We finally crossed the cascades via logs that were tied down over the water. This part of the trail was painful - 2 hours of nonstop, uphill dirt road surrounded by pine trees and small meadows. Eventually it climbed out of the tree line and entered Wheeler Peak Wilderness. Once above the treeline the views were phenomenal and can only be described as enchanting. There were still large patches of ice hanging off the sides of the alpine slopes. The trail here was relatively flat and much easier, providing a nice break from the uphill road. Eventually it descended into La Cal Basin - a gorgeous stream surrounded by brilliant green pine trees.
After we got down into La Cal we began the final, painful ascent. From this point it was nothing but switchbacks all the way up to Walter (then a short but rocky stretch to Wheeler). With the elevation high and the air thin it was really hard to breathe, but with patience we pushed ourselves to the summit and it was definitely worth it. Once we got to the ridge there were amazing views of Horseshoe Lake to the left. There were wildflowers covering the slopes of the mountains, and we also saw bighorn sheep and dozens of marmots. Don't forget to open the time capsule below the Wheeler plaque and write in the notebook!
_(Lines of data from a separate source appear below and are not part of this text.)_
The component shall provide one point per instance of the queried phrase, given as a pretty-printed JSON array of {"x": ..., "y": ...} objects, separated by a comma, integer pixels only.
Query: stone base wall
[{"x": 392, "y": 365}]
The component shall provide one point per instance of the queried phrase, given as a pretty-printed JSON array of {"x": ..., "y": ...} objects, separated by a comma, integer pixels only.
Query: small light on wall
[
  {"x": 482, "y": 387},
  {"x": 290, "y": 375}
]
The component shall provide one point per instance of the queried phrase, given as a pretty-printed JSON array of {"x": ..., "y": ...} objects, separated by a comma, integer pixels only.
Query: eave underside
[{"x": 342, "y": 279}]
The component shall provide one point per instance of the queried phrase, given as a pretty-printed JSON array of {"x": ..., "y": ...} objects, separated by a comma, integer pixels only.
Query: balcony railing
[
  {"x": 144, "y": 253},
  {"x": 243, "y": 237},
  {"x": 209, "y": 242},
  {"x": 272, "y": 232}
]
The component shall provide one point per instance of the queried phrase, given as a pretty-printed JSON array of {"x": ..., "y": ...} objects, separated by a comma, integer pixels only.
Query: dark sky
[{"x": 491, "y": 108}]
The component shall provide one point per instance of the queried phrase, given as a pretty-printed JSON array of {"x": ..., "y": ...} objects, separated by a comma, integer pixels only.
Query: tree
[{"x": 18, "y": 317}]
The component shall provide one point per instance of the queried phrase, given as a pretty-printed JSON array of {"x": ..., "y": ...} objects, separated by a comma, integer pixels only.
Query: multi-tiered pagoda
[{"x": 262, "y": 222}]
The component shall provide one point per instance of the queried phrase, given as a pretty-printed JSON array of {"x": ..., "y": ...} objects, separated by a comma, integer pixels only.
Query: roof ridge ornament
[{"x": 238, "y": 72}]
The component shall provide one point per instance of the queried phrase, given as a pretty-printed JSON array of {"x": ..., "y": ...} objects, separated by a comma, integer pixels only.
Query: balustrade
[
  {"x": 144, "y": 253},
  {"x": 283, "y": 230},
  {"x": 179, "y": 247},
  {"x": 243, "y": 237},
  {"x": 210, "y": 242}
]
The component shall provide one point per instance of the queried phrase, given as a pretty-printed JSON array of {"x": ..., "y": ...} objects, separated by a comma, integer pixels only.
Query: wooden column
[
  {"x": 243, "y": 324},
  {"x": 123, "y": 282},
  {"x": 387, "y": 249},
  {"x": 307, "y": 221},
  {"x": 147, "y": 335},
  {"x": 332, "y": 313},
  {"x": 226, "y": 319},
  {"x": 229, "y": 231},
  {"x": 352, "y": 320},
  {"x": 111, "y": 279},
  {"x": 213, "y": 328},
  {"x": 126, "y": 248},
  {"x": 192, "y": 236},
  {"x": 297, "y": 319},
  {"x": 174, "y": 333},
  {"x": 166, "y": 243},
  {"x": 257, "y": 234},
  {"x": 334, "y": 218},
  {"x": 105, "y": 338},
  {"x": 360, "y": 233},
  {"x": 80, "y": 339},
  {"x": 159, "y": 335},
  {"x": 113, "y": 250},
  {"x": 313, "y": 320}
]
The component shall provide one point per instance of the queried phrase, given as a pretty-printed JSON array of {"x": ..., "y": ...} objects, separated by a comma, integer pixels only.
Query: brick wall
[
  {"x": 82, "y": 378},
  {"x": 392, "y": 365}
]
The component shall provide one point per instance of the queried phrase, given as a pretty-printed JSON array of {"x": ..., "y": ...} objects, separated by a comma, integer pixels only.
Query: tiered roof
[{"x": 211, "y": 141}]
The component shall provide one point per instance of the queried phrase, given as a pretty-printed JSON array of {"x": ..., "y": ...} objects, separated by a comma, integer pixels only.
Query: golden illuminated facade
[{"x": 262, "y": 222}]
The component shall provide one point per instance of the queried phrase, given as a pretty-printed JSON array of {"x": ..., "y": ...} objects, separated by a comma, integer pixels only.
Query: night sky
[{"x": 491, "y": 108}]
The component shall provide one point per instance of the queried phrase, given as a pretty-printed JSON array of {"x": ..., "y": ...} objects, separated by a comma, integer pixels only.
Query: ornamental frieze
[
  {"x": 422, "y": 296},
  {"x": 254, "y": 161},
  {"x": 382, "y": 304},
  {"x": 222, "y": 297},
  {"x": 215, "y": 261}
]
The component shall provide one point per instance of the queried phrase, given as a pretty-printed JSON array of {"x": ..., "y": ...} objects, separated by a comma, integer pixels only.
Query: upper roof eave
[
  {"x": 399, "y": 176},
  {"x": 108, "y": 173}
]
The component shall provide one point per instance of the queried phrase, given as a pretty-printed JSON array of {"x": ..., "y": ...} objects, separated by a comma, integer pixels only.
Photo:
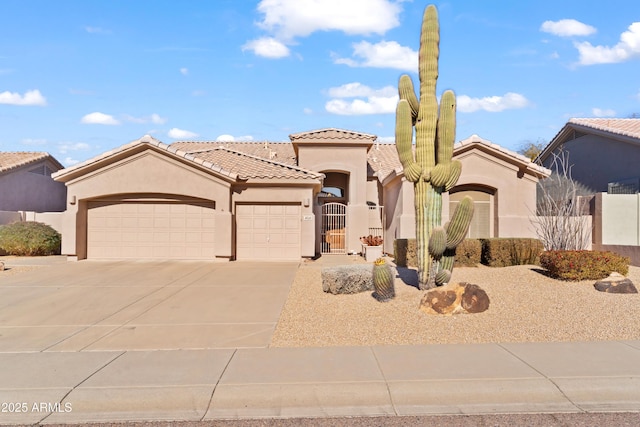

The way down was less tiring but hard on the knees. Don't slip on the rocks, especially from Wheeler to just past Walter. If taking Bull of the Woods back, the road towards the end takes a while to get down (seems to go on forever). Follow the signs to Twining/Ski Valley.
Overall, there is so much to see here and if it weren't for the storms rolling in during the afternoon and how exhausted we were, I would have loved to explore all of the trails (for example, Bull of the Woods Pasture). The hike up the Wheeler was one of the most beautiful things I've ever done.